In fact, for a while in the late nineties and early twenties, there was a move by some quarters to do global angiograms. Meaning that if you have admitted a patient for a coronary angiogram, you also, by the way, do a screening carotid angiogram and also, by the way, a renal arteriogram. Of course if you happen to see a stenosis, you also dilate. Why? Just because it is there.

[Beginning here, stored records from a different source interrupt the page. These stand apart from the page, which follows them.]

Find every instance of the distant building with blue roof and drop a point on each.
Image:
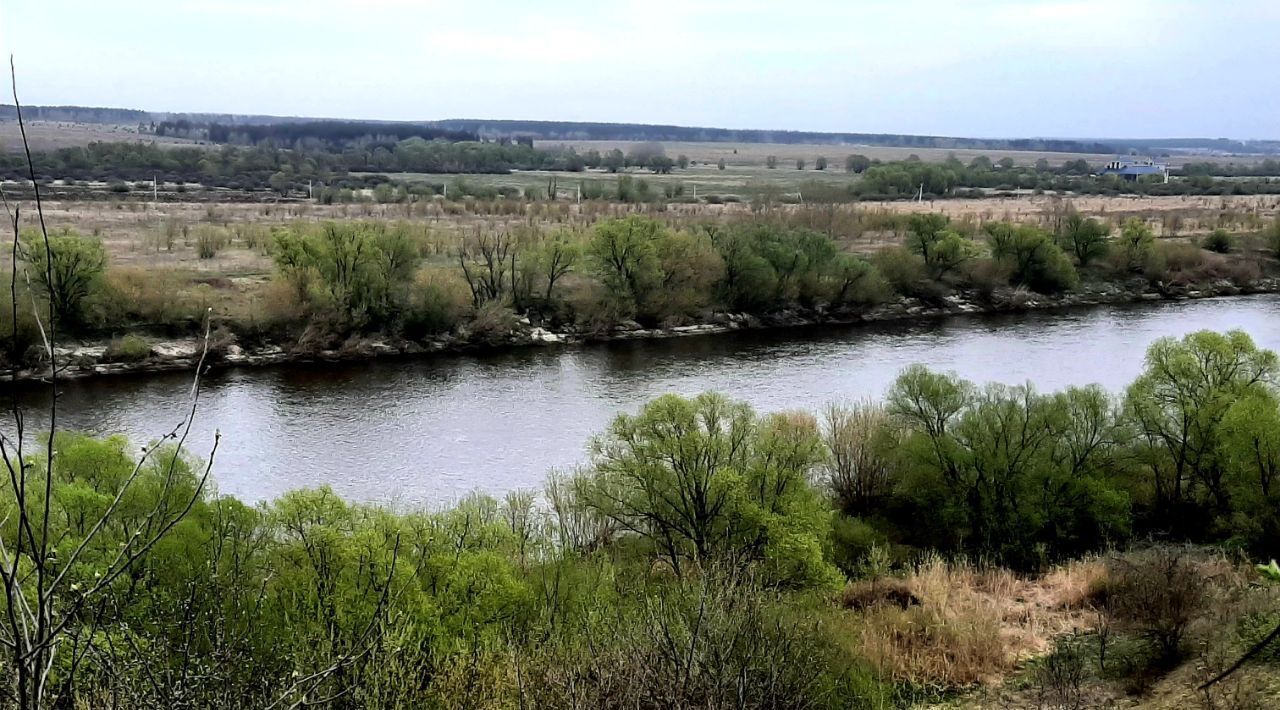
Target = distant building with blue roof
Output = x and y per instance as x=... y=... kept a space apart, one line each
x=1134 y=169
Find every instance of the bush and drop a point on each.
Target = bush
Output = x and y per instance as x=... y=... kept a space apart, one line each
x=209 y=241
x=1219 y=241
x=900 y=268
x=1159 y=594
x=131 y=348
x=438 y=303
x=68 y=271
x=1032 y=257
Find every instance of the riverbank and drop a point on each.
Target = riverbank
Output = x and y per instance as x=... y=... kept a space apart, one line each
x=96 y=358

We have always been waiting for a comparative trial between carotid angioplasty versus carotid endarterectomy, to see the role of carotid angioplasty. Well, this posting is partly prompted by the publiction in Lancet october 7th, of the SPACE study, a non-inferiority comparison of carotid angioplasty against carotid endarterectomy. This study, carried out by the German group, showed that carotid angioplasty was inferior (they were not non-inferior, that is the technical jargon), to carotid endarterectomy. This was a population of people with symptomatic carotid artery disease. This proves what many of us have known for a long time.

Somehow, I don't think that this kind of evidence is not going to influence those "I dilate for food" interventionist. Interventionist are only human, and bread is important for living too, so who are we to judge. Evidence based medicine, nice idea.